4. He had a daughter he initially didn't acknowledge: In 1978, the same year Apple released its seminal Lisa computer, Jobs' on-again-off-again girlfriend Chris-Ann Brennan gave birth to a little girl, also named Lisa. Jobs' insisted that the computer name Lisa stood for “Local Integrated Software Architecture” and denied that he was the baby's father. While Jobs' career took off, Brennan and her daughter lived on welfare. Eventually, however, he acknowledged paternity and took Lisa in to live with him when she was in her teens. He sent her to Harvard, where she graduated in 2000. Lisa Brennan-Jobs is now a successful magazine writer, having penned articles in Vogue and O, The Oprah Magazine. 

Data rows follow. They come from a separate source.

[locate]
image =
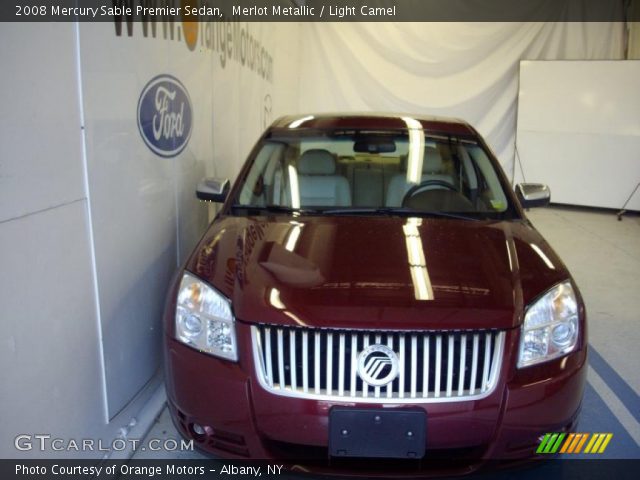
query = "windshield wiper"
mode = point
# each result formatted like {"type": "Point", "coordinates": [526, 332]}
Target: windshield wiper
{"type": "Point", "coordinates": [399, 211]}
{"type": "Point", "coordinates": [273, 208]}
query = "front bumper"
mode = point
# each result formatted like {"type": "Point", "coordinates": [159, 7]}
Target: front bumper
{"type": "Point", "coordinates": [243, 421]}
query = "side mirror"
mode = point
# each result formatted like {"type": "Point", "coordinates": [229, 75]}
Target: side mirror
{"type": "Point", "coordinates": [213, 189]}
{"type": "Point", "coordinates": [533, 194]}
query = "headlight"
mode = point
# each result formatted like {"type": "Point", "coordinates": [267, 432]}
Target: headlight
{"type": "Point", "coordinates": [550, 328]}
{"type": "Point", "coordinates": [204, 320]}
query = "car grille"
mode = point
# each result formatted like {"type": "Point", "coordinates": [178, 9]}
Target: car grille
{"type": "Point", "coordinates": [438, 366]}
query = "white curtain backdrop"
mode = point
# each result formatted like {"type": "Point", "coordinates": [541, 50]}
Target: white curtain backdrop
{"type": "Point", "coordinates": [464, 70]}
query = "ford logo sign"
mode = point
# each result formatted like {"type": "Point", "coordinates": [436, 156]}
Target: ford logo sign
{"type": "Point", "coordinates": [164, 115]}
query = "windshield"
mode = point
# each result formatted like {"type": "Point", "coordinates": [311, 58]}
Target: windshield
{"type": "Point", "coordinates": [369, 172]}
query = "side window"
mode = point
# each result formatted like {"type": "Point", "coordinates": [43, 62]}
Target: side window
{"type": "Point", "coordinates": [258, 187]}
{"type": "Point", "coordinates": [489, 185]}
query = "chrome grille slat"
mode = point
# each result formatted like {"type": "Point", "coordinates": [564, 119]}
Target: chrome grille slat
{"type": "Point", "coordinates": [281, 381]}
{"type": "Point", "coordinates": [463, 358]}
{"type": "Point", "coordinates": [450, 352]}
{"type": "Point", "coordinates": [445, 366]}
{"type": "Point", "coordinates": [305, 361]}
{"type": "Point", "coordinates": [354, 357]}
{"type": "Point", "coordinates": [474, 365]}
{"type": "Point", "coordinates": [292, 359]}
{"type": "Point", "coordinates": [267, 355]}
{"type": "Point", "coordinates": [438, 364]}
{"type": "Point", "coordinates": [414, 365]}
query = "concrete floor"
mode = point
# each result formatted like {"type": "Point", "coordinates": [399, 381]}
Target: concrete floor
{"type": "Point", "coordinates": [603, 255]}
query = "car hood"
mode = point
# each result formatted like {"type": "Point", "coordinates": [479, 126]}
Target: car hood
{"type": "Point", "coordinates": [376, 272]}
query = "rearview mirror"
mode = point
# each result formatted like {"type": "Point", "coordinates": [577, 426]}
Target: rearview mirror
{"type": "Point", "coordinates": [213, 189]}
{"type": "Point", "coordinates": [533, 194]}
{"type": "Point", "coordinates": [374, 144]}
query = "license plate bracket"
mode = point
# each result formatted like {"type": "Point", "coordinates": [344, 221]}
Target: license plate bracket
{"type": "Point", "coordinates": [381, 433]}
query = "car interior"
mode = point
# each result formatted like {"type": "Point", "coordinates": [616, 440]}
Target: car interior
{"type": "Point", "coordinates": [372, 174]}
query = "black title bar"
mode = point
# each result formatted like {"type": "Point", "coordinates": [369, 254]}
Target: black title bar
{"type": "Point", "coordinates": [318, 10]}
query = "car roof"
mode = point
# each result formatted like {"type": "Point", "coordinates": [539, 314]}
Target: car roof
{"type": "Point", "coordinates": [368, 120]}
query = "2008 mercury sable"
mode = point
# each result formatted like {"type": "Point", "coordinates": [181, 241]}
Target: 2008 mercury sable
{"type": "Point", "coordinates": [371, 288]}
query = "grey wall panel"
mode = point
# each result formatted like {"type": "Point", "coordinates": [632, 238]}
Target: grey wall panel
{"type": "Point", "coordinates": [51, 374]}
{"type": "Point", "coordinates": [40, 151]}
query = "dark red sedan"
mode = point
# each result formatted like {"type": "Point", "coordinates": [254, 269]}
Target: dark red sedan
{"type": "Point", "coordinates": [371, 289]}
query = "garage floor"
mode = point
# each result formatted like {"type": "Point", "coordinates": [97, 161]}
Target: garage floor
{"type": "Point", "coordinates": [603, 255]}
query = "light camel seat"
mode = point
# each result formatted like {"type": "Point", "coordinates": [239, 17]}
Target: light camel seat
{"type": "Point", "coordinates": [318, 183]}
{"type": "Point", "coordinates": [432, 167]}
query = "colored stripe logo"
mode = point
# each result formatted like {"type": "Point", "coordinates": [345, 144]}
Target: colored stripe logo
{"type": "Point", "coordinates": [596, 443]}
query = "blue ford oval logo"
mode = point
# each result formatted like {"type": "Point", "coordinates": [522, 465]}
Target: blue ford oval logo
{"type": "Point", "coordinates": [164, 115]}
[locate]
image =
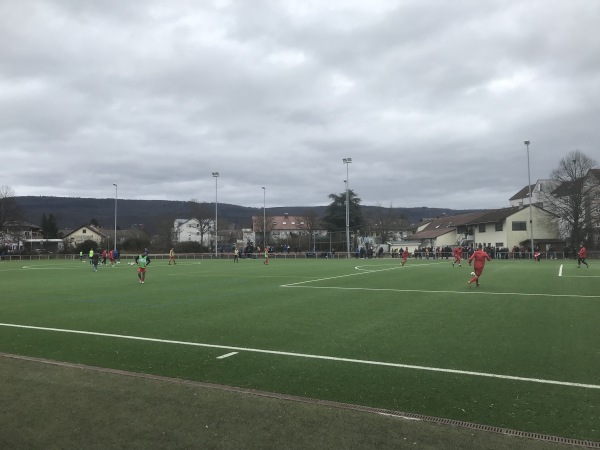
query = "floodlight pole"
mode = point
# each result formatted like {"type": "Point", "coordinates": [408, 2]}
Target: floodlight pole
{"type": "Point", "coordinates": [530, 208]}
{"type": "Point", "coordinates": [116, 192]}
{"type": "Point", "coordinates": [216, 176]}
{"type": "Point", "coordinates": [347, 161]}
{"type": "Point", "coordinates": [264, 217]}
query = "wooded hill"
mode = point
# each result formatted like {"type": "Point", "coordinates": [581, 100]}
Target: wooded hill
{"type": "Point", "coordinates": [71, 213]}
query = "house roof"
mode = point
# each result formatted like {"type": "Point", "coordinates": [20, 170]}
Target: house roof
{"type": "Point", "coordinates": [495, 215]}
{"type": "Point", "coordinates": [89, 227]}
{"type": "Point", "coordinates": [21, 224]}
{"type": "Point", "coordinates": [279, 223]}
{"type": "Point", "coordinates": [446, 224]}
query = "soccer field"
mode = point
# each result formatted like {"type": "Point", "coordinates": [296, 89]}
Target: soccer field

5. His wife, Laurene Powell Jobs, is a knockout: Jobs met his wife, Laurene, at Stanford University, while he was speaking at a class. They married -- in a Zen Buddhist ceremony in Yosemite National Park -- in 1991 and have three children: a son and two daughters. (Like her husband, Laurene is a vegetarian.) A graduate of the University of Pennsylvania with an MBA from Stanford Graduate School of Business, she sits on the boards of directors for many arts, women's rights, and education organizations.  

Did you feel you had a clear sense of the man who brought us the iPad, iPod, iPhone, and so much more? Did the details of his life surprise you?